16 juin 2026 · 5 min
Bien gérer ses notifications push : fréquence, ton, moments clés
La notification push est l'outil le plus puissant — et le plus fragile — d'un programme de fidélité numérique. Puissant, car c'est un accès direct à l'écran verrouillé du téléphone de ton client. Fragile, car ce privilège se retire en un geste : désactiver les notifications, ou pire, supprimer la carte.
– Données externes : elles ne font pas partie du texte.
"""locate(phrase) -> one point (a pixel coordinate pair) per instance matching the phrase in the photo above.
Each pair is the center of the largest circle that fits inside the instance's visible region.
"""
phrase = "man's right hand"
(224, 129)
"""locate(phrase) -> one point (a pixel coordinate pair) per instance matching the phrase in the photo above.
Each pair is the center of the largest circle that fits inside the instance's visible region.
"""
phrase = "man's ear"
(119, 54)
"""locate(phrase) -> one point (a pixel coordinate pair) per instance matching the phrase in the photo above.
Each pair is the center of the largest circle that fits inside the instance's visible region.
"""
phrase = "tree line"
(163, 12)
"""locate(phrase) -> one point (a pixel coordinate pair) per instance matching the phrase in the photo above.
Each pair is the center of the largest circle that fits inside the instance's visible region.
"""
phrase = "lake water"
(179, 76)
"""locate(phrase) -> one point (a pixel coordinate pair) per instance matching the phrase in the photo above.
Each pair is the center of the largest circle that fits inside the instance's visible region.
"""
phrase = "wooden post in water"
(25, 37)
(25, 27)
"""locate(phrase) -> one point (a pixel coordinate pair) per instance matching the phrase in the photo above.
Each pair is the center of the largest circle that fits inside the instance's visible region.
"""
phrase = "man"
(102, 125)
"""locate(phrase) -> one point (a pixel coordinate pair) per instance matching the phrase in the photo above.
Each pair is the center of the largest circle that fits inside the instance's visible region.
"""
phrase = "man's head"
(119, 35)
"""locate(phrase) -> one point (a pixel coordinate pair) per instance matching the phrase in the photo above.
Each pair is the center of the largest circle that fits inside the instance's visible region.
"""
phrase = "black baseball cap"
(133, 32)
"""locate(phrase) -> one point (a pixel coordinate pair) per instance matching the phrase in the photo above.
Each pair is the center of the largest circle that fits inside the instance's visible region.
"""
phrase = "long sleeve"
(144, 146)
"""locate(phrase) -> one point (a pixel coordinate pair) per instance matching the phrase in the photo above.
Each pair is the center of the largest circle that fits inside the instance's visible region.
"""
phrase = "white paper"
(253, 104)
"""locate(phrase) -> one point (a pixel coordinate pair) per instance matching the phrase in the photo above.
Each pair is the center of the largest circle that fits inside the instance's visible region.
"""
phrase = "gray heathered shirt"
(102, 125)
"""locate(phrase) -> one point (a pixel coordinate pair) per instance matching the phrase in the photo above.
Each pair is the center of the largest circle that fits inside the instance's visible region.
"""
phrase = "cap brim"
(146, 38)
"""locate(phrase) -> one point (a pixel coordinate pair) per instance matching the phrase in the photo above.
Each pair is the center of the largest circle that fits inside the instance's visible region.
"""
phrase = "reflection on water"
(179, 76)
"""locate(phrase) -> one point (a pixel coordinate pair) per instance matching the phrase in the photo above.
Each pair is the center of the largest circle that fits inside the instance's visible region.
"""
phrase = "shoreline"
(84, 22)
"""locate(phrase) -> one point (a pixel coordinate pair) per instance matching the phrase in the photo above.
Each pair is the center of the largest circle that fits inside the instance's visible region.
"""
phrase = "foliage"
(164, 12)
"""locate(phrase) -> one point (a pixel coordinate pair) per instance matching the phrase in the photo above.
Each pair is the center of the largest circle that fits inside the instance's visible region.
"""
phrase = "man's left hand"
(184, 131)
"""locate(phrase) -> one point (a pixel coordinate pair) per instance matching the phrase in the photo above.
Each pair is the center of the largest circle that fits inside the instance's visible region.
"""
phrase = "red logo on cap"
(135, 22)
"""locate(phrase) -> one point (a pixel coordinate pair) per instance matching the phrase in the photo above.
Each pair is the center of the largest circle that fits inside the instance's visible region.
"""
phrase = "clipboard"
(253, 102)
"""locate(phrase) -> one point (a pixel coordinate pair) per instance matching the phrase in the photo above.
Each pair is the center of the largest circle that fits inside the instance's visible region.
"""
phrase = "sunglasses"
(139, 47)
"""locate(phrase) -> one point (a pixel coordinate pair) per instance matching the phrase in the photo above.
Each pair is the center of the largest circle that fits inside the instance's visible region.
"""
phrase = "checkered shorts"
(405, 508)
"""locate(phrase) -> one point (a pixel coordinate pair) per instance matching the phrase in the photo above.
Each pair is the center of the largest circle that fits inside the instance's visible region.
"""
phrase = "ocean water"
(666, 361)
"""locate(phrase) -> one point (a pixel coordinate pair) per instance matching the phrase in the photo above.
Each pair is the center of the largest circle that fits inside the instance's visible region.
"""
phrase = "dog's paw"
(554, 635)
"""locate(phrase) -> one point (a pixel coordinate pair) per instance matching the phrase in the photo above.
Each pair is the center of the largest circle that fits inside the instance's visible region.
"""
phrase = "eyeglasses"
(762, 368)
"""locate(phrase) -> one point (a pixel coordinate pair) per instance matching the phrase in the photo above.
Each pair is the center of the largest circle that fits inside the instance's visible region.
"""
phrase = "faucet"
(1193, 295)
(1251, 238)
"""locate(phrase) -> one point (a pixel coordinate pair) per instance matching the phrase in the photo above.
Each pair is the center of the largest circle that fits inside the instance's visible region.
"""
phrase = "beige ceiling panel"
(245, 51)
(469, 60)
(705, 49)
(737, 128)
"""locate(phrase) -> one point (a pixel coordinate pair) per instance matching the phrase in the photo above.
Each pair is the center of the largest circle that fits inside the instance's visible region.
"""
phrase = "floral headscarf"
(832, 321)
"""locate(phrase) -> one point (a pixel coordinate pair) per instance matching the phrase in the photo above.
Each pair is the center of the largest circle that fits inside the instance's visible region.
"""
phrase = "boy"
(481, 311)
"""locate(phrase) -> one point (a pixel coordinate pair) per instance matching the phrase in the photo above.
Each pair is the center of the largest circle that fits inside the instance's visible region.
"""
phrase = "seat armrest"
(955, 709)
Voici comment l'utiliser sans le perdre.
La règle du "ça vaut le dérangement"
Avant d'envoyer une notification, pose-toi une seule question : si je recevais ce message d'un commerce où je vais une fois par mois, est-ce que je serais content de l'avoir reçu ? Un tampon ajouté ne mérite pas toujours une notification. Une récompense disponible, oui, presque toujours.
Fréquence : viser 2 à 4 notifications par mois, pas par semaine
Il n'existe pas de fréquence universelle, mais l'expérience des programmes de fidélité numériques converge vers un repère utile : entre deux et quatre messages par mois suffisent pour rester présent sans devenir intrusif. Au-delà, le taux de désactivation des notifications augmente nettement plus vite que le taux de retour en boutique qu'elles génèrent.
Les moments qui justifient vraiment un message
Trois situations concentrent l'essentiel de la valeur : la récompense vient d'être débloquée (le message le plus attendu, à envoyer systématiquement), un jour ou une période habituellement calme pour ton commerce (une relance ciblée peut réellement générer une visite), et un vrai événement — nouveauté, palier atteint, occasion spéciale. En dehors de ces cas, mieux vaut s'abstenir.
Le ton compte autant que le contenu
Un message écrit comme une publicité générique ("-20% ce week-end !!") est traité comme telle. Un message qui semble écrit par le commerçant lui-même ("Ta récompense t'attend, à bientôt !") est lu différemment, même s'il vient du même bouton d'envoi. Le ton personnel est un des rares avantages qu'un petit commerce garde sur les grandes enseignes — autant s'en servir.